The meeting, held by the Strategic Planning Committee of Community Board 9, met to review services provided by the 2009 Community Benefits Agreement for the upcoming year. Of the 50 community board members, only three were present at the meeting.
The CBA aims to compensate the community for the stress caused by Columbia’s multi-billion dollar project to expand to a 17-acre campus in West Harlem, also known as Manhattanville. The contract outlines the University’s $150 million allotment to the local community, which is intended to be dispersed in increments for affordable housing, housing rights, updating community facilities, employment and training programs, and youth services for the local community.
However, due to a lack of advertising to the entire community, board members said that a number of these services have not been utilized to their full potential.
Victor Hugo, the strategic planning committee chair, said that Columbia’s agreement to provide undergraduate scholarships for local aid-eligible students has not reached its targeted audience. Under the program, Columbia recruits up to 40 students from the community and provides a scholarship for aid-eligible undergraduate students.
However, Hugo said he felt the University focused their recruitment canvassing at high-performing schools rather than less privileged high schools in the districts.
“I looked at where they were doing outreach, and it looked like they were looking at the more skilled high schools in the community and not John F. Kennedy or Brandeis [High School],” he said.

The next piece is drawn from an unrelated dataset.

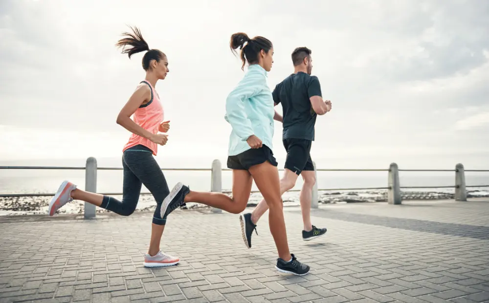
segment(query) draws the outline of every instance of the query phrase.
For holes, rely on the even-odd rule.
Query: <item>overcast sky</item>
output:
[[[0,162],[120,158],[129,134],[116,117],[145,75],[142,54],[114,46],[129,24],[170,64],[156,87],[171,121],[164,166],[225,159],[225,98],[243,75],[228,42],[244,31],[273,43],[272,87],[295,47],[312,49],[333,105],[316,124],[318,165],[489,167],[489,1],[299,3],[2,0]],[[281,134],[276,123],[279,160]]]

The University has published information regarding what ZIP codes the students lived in; however, Hugo said he wished the University would disclose their names to the community board.
In addition, Hugo said not enough community members utilize the Columbia Employment Information Center, a community-based resource for residents to get advice on their job search. He proposed putting a table outside of the Broadway streetfront building to flyer.
The committee also critiqued the number of community members the University has hired as construction workers for the Manhattanville project. According to the CBA, 40 percent of hours worked will be completed by minority, women, or local workers, and at least 35 percent of construction spending will be paid to MWL subcontractors.
However, based on 2018 data, local workers accounted for about 8 percent of total work hours.
“It’s dismal,” Hugo said. “If you look on these construction sites, the workers are not from the community. I recently received some data and it looked like about 3 percent of the workforce over the last four to five years have been people from the community.”
Hugo said he has been approached by young people in the community asking how to get employed to work on the Manhattanville site.
The problem: only unionized workers are hired by the University, shutting out most community members, he said.
The West Harlem Development Corporation, an organization created in 2009 to oversee the CBA, started an apprenticeship program this year to get community members trained and unionized so that they can have a pathway to get hired by the University.
“I went to one of the WHDC apprenticeship program meetings, and the room was packed,” he said. “I’m hopeful that this apprenticeship program will increase community representation on these construction sites.”